XII. Die entscheidungsrelevanten Argumente der Beschwerdeführerin lassen sich wie folgt zusammenfassen:
Zulässigkeit der Beschwerde
Die Beschwerde sei zulässig. Entgegen der Ansicht der früheren Einsprechenden sei der zusätzliche Punkt hinter "Co" in der Bezeichnung der Beschwerdeführerin (Innio Jenbacher GmbH & Co. OG, statt Innio Jenbacher GmbH & Co OG) in der Beschwerdeschrift ein reines Versehen und es habe zu keinem Zeitpunkt eine Unsicherheit darüber bestanden, wer die Beschwerde eingelegt habe.
Hauptantrag
Der Einwand mangelnder Ausführbarkeit sei von der Einspruchsabteilung ermessensfehlerhaft zugelassen worden. Zum einen sei der Einspruchsgrund verspätet vorgebracht worden und die Einsprechende habe keine Erklärung hinsichtlich der Verspätung abgegeben. Außerdem könne der Einspruchsgrund nicht prima facie relevant gewesen sein, denn in diesem Fall hätte die Einspruchsabteilung den Grund von sich aus in den Ladungshinweisen einführen müssen. Die Einspruchsabteilung sei auch nicht in eine Prüfung der prima facie Relevanz eingetreten. Der Hauptantrag sei allenfalls unklar. Aus einer mangelnden Klarheit ergebe sich jedoch nicht zwingend eine mangelnde Ausführbarkeit.

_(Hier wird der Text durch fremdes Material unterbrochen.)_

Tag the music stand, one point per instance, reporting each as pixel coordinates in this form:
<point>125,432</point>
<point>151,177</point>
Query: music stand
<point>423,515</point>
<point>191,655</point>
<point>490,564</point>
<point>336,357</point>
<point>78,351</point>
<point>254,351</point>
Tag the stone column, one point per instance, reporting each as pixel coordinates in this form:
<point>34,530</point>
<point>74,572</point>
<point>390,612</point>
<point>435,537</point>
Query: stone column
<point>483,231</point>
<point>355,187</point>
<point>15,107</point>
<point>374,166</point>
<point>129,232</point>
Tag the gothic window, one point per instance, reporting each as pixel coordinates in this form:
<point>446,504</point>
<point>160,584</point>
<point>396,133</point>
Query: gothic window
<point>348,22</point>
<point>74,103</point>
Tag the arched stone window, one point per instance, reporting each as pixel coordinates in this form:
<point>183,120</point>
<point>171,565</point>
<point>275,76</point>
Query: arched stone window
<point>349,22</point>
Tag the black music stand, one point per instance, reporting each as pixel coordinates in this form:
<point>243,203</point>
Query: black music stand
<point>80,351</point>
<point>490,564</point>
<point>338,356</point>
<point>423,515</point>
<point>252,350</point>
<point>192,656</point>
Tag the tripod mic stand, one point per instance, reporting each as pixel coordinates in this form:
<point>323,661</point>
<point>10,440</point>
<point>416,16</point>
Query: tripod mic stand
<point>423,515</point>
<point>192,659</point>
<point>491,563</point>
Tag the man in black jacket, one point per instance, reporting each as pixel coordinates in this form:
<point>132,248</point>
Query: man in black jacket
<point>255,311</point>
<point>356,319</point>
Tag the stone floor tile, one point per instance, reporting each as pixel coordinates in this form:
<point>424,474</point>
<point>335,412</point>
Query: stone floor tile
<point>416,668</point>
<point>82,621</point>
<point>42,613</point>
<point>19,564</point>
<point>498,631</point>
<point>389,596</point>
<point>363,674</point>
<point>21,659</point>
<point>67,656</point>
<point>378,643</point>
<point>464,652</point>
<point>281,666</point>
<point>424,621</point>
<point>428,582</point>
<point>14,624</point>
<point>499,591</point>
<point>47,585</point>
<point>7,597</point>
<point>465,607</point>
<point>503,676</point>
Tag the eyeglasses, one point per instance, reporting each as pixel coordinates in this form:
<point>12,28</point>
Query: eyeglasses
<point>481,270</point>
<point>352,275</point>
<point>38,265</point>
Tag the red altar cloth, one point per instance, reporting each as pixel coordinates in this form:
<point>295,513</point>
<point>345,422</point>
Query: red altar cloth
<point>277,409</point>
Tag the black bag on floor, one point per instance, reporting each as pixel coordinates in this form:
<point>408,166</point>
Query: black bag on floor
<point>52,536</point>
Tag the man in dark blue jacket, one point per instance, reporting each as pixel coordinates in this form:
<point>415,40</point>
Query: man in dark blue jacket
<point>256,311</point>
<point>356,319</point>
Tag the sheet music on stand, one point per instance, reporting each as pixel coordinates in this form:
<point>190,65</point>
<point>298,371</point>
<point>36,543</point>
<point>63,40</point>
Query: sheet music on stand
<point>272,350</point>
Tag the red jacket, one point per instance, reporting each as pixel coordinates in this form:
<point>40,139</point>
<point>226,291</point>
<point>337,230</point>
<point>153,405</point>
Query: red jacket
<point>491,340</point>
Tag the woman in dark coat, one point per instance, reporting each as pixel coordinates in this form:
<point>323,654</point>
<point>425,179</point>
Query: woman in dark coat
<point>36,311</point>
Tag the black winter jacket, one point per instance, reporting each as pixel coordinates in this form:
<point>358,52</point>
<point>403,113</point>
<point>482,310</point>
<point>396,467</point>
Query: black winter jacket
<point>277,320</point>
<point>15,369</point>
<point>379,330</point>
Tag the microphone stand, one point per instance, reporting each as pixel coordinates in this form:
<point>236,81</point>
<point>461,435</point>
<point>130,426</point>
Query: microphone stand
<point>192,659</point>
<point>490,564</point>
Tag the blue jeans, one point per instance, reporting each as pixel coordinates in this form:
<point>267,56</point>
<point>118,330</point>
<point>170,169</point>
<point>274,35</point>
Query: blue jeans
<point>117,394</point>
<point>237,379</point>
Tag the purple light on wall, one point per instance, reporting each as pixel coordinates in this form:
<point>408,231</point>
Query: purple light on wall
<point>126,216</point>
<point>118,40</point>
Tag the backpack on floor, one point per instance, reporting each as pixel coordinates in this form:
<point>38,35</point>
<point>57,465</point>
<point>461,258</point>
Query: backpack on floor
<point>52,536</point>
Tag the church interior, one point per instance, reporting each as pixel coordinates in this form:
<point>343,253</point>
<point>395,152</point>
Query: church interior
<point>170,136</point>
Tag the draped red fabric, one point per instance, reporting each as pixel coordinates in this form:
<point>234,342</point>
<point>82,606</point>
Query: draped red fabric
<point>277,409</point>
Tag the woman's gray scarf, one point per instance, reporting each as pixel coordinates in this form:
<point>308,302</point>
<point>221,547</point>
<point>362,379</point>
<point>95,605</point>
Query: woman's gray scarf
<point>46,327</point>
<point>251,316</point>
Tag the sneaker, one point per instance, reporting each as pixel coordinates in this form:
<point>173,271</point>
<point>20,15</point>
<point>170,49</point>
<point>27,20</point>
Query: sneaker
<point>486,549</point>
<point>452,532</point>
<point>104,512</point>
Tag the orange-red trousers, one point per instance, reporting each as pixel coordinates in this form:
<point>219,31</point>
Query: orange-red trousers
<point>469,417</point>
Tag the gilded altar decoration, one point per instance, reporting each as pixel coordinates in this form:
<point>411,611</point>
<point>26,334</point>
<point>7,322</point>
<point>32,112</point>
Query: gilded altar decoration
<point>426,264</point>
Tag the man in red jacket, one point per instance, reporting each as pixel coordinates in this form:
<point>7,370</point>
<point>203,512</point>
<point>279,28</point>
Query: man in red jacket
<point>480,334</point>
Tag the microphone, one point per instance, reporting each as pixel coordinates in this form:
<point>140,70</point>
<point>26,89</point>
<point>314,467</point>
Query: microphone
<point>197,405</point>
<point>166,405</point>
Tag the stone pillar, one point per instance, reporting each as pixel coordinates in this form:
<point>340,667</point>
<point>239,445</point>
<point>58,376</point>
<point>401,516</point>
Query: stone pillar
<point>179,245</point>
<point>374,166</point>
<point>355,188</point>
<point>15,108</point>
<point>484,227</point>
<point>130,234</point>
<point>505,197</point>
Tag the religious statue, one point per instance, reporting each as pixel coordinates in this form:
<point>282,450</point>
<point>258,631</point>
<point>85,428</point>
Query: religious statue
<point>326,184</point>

Der Gegenstand des Anspruchs 1 des Hauptantrags sei zudem ausreichend offenbart im Sinne des Artikels 100 b) EPÜ. Nur weil ein Anspruch breit gefasst sei, bedeute dies nicht, dass dieser nicht ausführbar ist. Der beanstandete Widerspruch zwischen den Adjektiven "aufgesetzt" in Anspruch 1 einerseits und "einstückig" in den abhängigen Ansprüchen 4 bzw. 12 andererseits bestehe nicht. Zudem sei die Breite eines Anspruchs gemäß ständiger Rechtsprechung eine Frage der Klarheit, und somit kein Einspruchsgrund.
Das Vorliegen einer mangelnden Ausführbarkeit setze zudem voraus, dass dem Fachmann kein Weg und keine mit dem Wortlaut des Anspruchs in Einklang zu bringende Lehre aufgezeigt werde. Gemäß Absatz [0048] des Streitpatents könne das Endteil mit den anderen Komponenten jedoch auf andere Weise, z.B. durch Aufsetzen einstückig verbunden sein. Es sei nicht ausgeschlossen, dass es durch Aufsetzen zu einer einstückigen Ausbildung komme. Weder aus dem allgemeinen Sprachgebrauch noch aus der erstinstanzlichen Ladung oder durch die Auslegung durch das Landgericht Düsseldorf und das Oberlandesgericht Düsseldorf ergebe sich der von der Einsprechenden behauptete Widerspruch zwischen den Begriffen "aufgesetzt" in Anspruch 1 und "einstückig" in den Ansprüchen 4 und 12.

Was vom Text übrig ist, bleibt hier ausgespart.